We read The Sellout by Paul Beatty for our book club this month. I didn't get to go to book club, so I can't tell you much about how other people reacted to it, but I definitely had mixed feelings.
This is biting satire. I'm not sure I found it "funny," although I did frequently find it thought-provoking. It begins with a black man before the Supreme Court on charges of slavery and it's a flashback so that you can see how this relatively normal, educated man ends up attempting segregation and slavery in order to actualize change and fulfillment for the citizens of his town. It's absurd and totally on the nose.
On the bright side, there was so much culture and history I learned by reading this book. Post-it notes are busting out of the side of the copy I borrowed from the library. Beatty is often hilarious - I frequently imagined a stand-up comic using the material on stage. I did chuckle an awful lot.
"He...belonged to that scary subset of black lycanthropic thinkers I like to refer to as "wereniggers." BY day, wereniggers are erudite and urbane, but with ever lunar cycle, fiscal quarter, and tenure review their hackles rise, and they slip into their floor-length fur coats and mike stoles, grow fangs, and schlep down from their ivory towers and corporate boardrooms to prowl the inner cities, so that they can howl at the full moon over drinks and mediocre blues music...Normally I try to avoid wereniggers at all costs. It's no the fear of being intellectually ripped to shreds that frightens me most, it's the cloying insistence on addressing everyone, especially people they can't stand, as Brother So-and-so and Sister This-and-that." (page 96)
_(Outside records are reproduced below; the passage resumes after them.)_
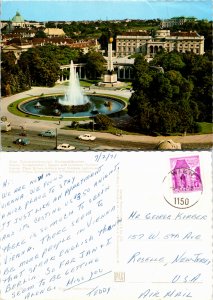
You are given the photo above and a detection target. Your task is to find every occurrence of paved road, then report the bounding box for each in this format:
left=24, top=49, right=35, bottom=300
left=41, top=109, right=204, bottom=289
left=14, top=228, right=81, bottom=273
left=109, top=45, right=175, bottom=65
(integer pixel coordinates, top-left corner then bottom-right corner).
left=1, top=85, right=213, bottom=149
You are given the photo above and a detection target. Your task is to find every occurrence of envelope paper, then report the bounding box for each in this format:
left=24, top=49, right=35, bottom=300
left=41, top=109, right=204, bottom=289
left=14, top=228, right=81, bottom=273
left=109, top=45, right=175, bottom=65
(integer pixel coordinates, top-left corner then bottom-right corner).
left=0, top=151, right=212, bottom=300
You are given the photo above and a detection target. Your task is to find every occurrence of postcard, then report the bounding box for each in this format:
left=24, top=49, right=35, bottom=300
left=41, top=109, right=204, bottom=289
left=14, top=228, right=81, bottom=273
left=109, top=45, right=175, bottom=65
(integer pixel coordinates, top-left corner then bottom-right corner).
left=0, top=151, right=212, bottom=300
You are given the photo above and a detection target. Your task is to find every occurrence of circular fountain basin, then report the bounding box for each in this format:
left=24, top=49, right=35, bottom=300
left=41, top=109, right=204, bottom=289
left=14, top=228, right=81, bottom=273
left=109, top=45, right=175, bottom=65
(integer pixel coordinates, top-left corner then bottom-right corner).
left=19, top=95, right=126, bottom=118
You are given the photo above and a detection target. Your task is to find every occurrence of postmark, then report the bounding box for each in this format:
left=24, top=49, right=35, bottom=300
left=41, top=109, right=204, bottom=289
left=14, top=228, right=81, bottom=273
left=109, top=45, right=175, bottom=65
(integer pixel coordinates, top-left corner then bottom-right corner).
left=163, top=155, right=203, bottom=209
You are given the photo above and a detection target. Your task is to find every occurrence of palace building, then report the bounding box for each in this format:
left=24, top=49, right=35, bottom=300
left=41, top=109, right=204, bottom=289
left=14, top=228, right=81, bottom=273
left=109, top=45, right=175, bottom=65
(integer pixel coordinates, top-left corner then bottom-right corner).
left=116, top=30, right=205, bottom=60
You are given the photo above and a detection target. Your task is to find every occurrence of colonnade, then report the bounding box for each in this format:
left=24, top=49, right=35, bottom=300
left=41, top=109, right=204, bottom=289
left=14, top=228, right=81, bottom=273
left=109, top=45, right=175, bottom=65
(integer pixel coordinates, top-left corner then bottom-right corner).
left=57, top=63, right=133, bottom=83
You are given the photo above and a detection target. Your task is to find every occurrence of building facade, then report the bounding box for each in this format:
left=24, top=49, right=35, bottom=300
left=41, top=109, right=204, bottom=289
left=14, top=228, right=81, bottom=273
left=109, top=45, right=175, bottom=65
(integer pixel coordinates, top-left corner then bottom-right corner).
left=116, top=30, right=205, bottom=59
left=161, top=17, right=197, bottom=28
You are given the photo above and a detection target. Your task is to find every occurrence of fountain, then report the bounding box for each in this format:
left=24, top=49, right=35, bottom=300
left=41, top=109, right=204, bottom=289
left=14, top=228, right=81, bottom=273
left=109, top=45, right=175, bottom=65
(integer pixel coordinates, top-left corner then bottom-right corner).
left=19, top=61, right=125, bottom=118
left=59, top=60, right=89, bottom=106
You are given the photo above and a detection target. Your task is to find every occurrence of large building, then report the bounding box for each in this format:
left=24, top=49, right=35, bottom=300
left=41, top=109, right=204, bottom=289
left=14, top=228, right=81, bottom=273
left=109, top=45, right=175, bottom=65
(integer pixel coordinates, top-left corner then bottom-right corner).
left=116, top=30, right=204, bottom=59
left=161, top=17, right=197, bottom=28
left=4, top=11, right=44, bottom=28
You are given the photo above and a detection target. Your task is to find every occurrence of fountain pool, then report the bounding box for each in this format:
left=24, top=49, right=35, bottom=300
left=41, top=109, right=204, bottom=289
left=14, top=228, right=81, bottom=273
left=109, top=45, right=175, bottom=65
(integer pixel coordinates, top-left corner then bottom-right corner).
left=19, top=95, right=125, bottom=118
left=19, top=61, right=125, bottom=118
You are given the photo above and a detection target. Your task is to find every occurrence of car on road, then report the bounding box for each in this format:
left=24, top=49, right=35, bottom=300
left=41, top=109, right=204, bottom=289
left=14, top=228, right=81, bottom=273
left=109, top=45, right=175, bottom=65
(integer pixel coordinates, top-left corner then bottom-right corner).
left=39, top=130, right=56, bottom=137
left=56, top=143, right=75, bottom=151
left=78, top=133, right=96, bottom=141
left=13, top=138, right=30, bottom=146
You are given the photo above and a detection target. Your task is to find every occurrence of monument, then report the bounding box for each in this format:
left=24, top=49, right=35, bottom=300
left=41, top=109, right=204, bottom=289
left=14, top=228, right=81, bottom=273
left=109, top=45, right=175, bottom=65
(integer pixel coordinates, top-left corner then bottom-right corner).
left=103, top=37, right=117, bottom=84
left=98, top=37, right=124, bottom=87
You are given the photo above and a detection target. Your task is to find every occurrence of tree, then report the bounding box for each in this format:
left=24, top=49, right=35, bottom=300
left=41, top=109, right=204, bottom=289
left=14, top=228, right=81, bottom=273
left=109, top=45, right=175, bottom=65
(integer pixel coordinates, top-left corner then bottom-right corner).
left=128, top=53, right=199, bottom=134
left=35, top=30, right=47, bottom=38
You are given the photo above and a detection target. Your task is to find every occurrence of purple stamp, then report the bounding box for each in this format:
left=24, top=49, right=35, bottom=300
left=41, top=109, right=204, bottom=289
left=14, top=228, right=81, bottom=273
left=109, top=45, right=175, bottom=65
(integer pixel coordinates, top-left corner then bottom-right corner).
left=163, top=155, right=203, bottom=209
left=170, top=155, right=203, bottom=193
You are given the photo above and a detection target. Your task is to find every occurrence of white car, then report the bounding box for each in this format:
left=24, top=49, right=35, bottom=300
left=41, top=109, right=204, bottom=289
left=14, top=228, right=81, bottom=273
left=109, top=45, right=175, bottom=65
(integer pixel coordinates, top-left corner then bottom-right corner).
left=78, top=133, right=96, bottom=141
left=57, top=144, right=75, bottom=151
left=39, top=130, right=56, bottom=137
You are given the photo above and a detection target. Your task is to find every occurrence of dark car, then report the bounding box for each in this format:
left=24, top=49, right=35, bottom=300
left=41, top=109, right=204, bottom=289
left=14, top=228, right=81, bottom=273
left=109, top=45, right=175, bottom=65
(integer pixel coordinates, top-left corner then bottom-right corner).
left=13, top=138, right=30, bottom=146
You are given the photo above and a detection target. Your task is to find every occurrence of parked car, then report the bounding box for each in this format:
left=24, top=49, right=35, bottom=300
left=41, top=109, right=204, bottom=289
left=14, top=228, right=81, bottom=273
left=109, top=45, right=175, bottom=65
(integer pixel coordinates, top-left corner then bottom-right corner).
left=57, top=144, right=75, bottom=151
left=78, top=133, right=96, bottom=141
left=13, top=138, right=30, bottom=146
left=39, top=130, right=56, bottom=137
left=0, top=120, right=11, bottom=131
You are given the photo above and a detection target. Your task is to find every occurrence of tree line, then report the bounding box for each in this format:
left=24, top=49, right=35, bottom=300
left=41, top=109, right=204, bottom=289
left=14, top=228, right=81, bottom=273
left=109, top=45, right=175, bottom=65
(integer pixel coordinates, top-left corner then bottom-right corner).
left=128, top=51, right=212, bottom=134
left=1, top=44, right=106, bottom=96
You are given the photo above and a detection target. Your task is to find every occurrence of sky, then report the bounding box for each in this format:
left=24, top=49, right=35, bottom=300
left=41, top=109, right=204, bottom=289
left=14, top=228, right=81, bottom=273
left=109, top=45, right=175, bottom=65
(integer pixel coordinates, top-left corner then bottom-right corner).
left=1, top=0, right=212, bottom=21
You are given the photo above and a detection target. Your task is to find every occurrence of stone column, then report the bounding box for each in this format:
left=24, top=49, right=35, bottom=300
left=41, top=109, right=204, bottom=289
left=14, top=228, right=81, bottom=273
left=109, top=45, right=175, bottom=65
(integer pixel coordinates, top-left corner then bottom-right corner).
left=107, top=38, right=113, bottom=71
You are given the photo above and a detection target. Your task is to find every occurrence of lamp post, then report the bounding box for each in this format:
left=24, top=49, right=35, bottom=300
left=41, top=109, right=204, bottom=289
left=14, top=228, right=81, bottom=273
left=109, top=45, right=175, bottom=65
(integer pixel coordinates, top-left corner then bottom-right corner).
left=55, top=128, right=58, bottom=149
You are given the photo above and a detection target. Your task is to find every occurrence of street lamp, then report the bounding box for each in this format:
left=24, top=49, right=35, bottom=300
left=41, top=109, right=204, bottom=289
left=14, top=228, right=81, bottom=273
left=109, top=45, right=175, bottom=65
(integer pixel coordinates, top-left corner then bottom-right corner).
left=55, top=128, right=58, bottom=149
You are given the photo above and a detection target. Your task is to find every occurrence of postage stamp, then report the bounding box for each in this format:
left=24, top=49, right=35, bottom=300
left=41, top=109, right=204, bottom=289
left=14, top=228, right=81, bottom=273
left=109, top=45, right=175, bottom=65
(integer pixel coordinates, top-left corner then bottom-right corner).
left=163, top=155, right=203, bottom=209
left=170, top=155, right=203, bottom=193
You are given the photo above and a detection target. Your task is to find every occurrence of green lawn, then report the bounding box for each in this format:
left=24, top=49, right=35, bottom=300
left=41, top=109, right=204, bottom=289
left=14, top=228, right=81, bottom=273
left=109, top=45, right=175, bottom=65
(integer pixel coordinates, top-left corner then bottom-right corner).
left=198, top=122, right=213, bottom=134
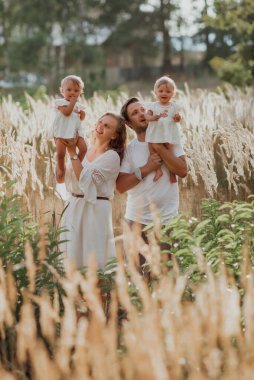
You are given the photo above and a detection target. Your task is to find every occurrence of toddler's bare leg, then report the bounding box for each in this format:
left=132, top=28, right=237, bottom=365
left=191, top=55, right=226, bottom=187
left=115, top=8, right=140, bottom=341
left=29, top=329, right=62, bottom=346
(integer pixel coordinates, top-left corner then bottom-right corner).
left=164, top=143, right=177, bottom=183
left=56, top=139, right=66, bottom=183
left=148, top=143, right=163, bottom=182
left=77, top=137, right=87, bottom=162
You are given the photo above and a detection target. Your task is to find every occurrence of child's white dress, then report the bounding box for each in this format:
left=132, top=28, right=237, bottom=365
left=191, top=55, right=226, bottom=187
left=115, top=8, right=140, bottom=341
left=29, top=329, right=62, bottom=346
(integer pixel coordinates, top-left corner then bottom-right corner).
left=145, top=102, right=181, bottom=144
left=52, top=99, right=85, bottom=139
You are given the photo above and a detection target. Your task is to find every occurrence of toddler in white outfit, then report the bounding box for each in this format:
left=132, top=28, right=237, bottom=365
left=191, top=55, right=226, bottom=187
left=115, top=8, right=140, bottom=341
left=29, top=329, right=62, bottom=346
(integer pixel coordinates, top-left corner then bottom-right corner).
left=52, top=75, right=87, bottom=183
left=145, top=76, right=182, bottom=183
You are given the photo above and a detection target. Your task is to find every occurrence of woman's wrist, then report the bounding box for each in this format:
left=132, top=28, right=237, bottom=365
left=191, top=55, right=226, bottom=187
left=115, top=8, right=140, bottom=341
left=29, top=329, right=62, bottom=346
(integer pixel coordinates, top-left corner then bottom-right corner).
left=134, top=166, right=149, bottom=181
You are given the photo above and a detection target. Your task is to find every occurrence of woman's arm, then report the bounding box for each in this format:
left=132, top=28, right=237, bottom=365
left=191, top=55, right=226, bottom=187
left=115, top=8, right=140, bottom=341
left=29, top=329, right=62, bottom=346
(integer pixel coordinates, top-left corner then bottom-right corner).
left=67, top=146, right=83, bottom=180
left=153, top=144, right=187, bottom=178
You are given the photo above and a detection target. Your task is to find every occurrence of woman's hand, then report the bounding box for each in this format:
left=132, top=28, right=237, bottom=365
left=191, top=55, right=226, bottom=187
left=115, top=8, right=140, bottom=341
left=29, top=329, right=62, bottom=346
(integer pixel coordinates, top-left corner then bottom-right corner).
left=173, top=113, right=182, bottom=123
left=79, top=110, right=86, bottom=120
left=67, top=145, right=77, bottom=157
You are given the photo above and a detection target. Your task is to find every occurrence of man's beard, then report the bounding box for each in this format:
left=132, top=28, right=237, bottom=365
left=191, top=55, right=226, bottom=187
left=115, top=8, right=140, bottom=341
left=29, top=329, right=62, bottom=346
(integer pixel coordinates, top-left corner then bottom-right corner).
left=135, top=125, right=148, bottom=134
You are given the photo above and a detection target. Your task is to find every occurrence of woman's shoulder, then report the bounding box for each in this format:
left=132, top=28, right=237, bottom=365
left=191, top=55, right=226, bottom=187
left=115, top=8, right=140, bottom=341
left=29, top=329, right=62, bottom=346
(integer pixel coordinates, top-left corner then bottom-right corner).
left=105, top=149, right=120, bottom=161
left=54, top=98, right=69, bottom=107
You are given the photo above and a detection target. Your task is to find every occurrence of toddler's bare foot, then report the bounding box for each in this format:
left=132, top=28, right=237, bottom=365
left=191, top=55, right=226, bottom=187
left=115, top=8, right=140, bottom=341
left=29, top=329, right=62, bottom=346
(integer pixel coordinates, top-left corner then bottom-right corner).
left=56, top=166, right=65, bottom=183
left=153, top=168, right=163, bottom=182
left=169, top=172, right=177, bottom=183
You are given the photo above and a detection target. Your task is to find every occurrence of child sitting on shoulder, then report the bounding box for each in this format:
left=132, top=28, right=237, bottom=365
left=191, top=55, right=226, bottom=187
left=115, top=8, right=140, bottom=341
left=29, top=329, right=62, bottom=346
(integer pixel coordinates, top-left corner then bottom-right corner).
left=145, top=76, right=182, bottom=183
left=52, top=75, right=87, bottom=183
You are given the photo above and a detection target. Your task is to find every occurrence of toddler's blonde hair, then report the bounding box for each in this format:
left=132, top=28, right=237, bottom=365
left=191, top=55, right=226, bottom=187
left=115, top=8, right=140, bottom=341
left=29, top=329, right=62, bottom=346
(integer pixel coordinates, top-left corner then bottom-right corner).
left=153, top=75, right=176, bottom=95
left=60, top=75, right=85, bottom=93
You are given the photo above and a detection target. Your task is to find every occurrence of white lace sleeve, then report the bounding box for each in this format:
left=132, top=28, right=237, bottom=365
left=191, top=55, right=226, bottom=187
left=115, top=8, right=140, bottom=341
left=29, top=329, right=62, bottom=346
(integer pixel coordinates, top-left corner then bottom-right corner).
left=91, top=169, right=105, bottom=185
left=79, top=150, right=120, bottom=203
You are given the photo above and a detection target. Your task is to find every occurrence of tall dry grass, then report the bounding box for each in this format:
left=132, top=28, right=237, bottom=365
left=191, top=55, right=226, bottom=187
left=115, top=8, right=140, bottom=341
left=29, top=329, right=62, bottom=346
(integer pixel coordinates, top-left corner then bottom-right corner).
left=0, top=231, right=254, bottom=380
left=0, top=86, right=254, bottom=224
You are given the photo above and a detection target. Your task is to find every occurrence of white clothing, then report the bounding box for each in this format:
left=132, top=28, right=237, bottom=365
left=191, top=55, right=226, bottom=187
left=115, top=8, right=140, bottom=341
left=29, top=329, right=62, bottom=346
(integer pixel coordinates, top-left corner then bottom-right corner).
left=52, top=99, right=85, bottom=139
left=145, top=102, right=181, bottom=144
left=120, top=139, right=184, bottom=225
left=60, top=150, right=120, bottom=268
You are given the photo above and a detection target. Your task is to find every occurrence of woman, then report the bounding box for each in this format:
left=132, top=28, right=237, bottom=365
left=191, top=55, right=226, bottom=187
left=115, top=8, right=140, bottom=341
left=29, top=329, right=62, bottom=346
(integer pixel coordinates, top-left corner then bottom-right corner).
left=61, top=112, right=126, bottom=268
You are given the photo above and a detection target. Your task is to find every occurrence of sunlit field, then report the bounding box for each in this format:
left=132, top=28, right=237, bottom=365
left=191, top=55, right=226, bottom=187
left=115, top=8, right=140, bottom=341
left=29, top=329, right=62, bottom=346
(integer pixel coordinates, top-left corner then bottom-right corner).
left=0, top=87, right=254, bottom=380
left=0, top=87, right=254, bottom=225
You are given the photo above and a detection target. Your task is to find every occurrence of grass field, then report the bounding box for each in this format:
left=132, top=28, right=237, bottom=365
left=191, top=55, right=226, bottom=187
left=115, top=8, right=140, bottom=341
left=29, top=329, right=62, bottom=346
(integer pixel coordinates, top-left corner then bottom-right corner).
left=0, top=87, right=254, bottom=380
left=0, top=87, right=254, bottom=225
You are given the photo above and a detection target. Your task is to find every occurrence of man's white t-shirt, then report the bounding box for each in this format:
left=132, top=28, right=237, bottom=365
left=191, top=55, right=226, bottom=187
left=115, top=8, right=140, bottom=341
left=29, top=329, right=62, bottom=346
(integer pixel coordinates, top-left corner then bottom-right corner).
left=120, top=139, right=184, bottom=224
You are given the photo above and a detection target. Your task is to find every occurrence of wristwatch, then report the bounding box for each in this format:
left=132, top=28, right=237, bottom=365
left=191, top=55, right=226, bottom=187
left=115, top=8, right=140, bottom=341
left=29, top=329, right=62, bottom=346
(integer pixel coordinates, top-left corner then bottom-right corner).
left=134, top=168, right=145, bottom=181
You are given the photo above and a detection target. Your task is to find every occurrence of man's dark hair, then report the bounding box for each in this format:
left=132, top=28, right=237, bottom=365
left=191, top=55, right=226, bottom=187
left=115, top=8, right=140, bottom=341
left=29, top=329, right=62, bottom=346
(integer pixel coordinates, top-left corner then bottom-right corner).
left=120, top=97, right=139, bottom=121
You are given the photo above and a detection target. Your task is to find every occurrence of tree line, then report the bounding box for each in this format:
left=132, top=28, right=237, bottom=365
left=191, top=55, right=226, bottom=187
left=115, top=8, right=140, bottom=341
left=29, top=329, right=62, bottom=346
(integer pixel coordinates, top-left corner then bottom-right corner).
left=0, top=0, right=254, bottom=91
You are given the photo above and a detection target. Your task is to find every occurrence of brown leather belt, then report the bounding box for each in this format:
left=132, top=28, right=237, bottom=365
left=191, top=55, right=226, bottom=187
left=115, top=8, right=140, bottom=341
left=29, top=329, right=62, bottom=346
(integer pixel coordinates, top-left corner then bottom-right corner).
left=71, top=193, right=109, bottom=201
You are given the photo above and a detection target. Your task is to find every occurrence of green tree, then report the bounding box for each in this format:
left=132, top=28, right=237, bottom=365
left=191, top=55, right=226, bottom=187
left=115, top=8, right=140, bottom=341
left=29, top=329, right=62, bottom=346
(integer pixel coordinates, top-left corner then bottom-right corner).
left=207, top=0, right=254, bottom=85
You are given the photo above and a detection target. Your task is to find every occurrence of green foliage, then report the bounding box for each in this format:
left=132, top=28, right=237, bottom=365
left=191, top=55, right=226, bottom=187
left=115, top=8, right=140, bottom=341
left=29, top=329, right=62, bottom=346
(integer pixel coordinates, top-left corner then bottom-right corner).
left=162, top=199, right=254, bottom=281
left=0, top=183, right=64, bottom=312
left=206, top=0, right=254, bottom=85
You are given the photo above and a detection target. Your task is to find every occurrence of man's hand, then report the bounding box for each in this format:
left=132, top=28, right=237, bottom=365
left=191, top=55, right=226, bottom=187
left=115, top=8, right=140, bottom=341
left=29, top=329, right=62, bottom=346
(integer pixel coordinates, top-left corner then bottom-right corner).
left=67, top=145, right=77, bottom=157
left=79, top=110, right=86, bottom=120
left=144, top=153, right=162, bottom=175
left=173, top=113, right=182, bottom=123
I laughed out loud for a full minute.
On the other hand, though, this was just too much of a bitter pill for me to swallow. I think fiction on race can be pointed and hard to read, but worthwhile, but after a couple hundred pages of this, I just wanted to crawl under the covers and never come out again. Maybe that's the point? I don't know. I just didn't find it enjoyable to read.
It is definitely excellent writing. So if satire is your jam, go for it.
Slang terms I didn't know: kine bud, cholo school, skrill, and Soreno. I should be embarrassed, but I'm not.
Pop culture references I had to look up: golliwog, Stepin Fetchit, Guy Laroche, jubo, Kunta Kinte, Mr. Green Jeans, Slicker Smith, Chattanooga Brown, Beulah "Mammy" McQueenie, Kara Walker, Killer of Sheep, Lee Morgan, Kathleen Battle, Basquiat, Fran Ross, and Johnny Otis.
Other things I that went on post-it notes: PW Botha, Luftwaffe, Panglossian, mercurochrome, varnas, Wannsee Conference, and Arschloch.
I'm probably a better person for having read this novel.